The subtitle of Uncle Tom’s Cabin, Life among the Lowly, clearly reflects the characteristics of the genre of literary realism to which the book belongs, with its concern for and validation of “the coarse, common world”. Later Stowe wrote A Key to Uncle Tom’s Cabin (1853) to accompany the novel and to counteract attacks on the accuracy of her portrayal of slavery, mapping out in great detail all of the factual material associated with her narrative.

In all Stowe wrote more than two dozen books of fiction and nonfiction, including Dred: A Tale of the Great Dismal Swamp (1856), Pearl of Orr’s Island (1862), Oldtown Folks (1869), and Pink and White Tyranny (1871). In all of her works, Stowe drew on the values and experience of women to pose a radically democratic alternative to the separation between public and private, reason and feeling, that characterized the dominant patriarchal social and political structures, which were based on separate spheres of male and female authority. She was instrumental in launching the literary periodical the Atlantic Monthly and offered a serial novel, The Minister’s Wooing (1859), in the first year of the journal. She continued to advocate women’s rights in Hearth and Home, a magazine that she coedited with Ik Marvell (Donald G. Mitchell, author of Reveries of a Bachelor). In 1863 Calvin retired at age 61 while Stowe, at 52, continued her career as a determined professional writer. With the comfortable income provided by her work, they built a home in Hartford, Connecticut, where Harriet spent her final years.
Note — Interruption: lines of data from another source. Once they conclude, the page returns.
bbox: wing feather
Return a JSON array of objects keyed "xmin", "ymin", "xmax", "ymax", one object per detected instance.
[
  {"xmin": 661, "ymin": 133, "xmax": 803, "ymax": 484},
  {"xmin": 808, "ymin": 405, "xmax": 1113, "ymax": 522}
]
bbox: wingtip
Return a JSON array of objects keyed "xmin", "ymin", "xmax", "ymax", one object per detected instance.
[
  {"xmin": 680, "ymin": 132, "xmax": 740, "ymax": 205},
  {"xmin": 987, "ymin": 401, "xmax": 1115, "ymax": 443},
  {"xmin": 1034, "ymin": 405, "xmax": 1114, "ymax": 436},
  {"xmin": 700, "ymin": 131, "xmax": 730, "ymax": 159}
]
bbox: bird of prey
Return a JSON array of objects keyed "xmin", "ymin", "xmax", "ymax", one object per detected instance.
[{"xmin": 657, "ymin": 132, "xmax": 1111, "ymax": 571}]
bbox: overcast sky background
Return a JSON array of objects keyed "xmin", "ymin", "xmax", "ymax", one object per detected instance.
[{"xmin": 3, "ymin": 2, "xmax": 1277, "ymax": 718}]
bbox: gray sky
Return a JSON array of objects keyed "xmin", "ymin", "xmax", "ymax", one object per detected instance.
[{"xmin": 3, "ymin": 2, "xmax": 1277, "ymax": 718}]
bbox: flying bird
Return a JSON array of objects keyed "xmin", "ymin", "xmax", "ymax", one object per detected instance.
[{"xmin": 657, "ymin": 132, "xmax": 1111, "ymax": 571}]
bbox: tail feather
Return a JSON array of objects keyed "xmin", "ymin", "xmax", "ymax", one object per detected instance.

Harriet Beecher Stowe died on July 1, 1896, at the age of 85, surrounded by her family.

Harriet Beecher Stowe’s writing is characterized by the highly romanticized Christian sensibilities that were familiar to her 19th-century audience but have less appeal for the modern reader. Her ability to use local dialects and to describe settings and characters in clear and accurate detail makes her an effective realist. However, she is best remembered today for the historical significance of her writing. Her work expresses the concerns of the 19th-century middle class and addresses the central issues and events of her century: slavery, women’s position in society, the decline of Calvinism, the rise of industry and consumerism, and the birth of a great national literature. Despite the highly sentimental quality and Christian didacticism of Uncle Tom’s Cabin, Stowe influenced the course of American history so much that during the Civil War Abraham Lincoln met Mrs. Stowe and is said to have stated, “So you are the little woman who wrote the book that made this big war.”

The Harriet Beecher Stowe Center in Hartford, Connecticut, promotes the life and work of this important American writer and attracts thousands of Stowe enthusiasts each year.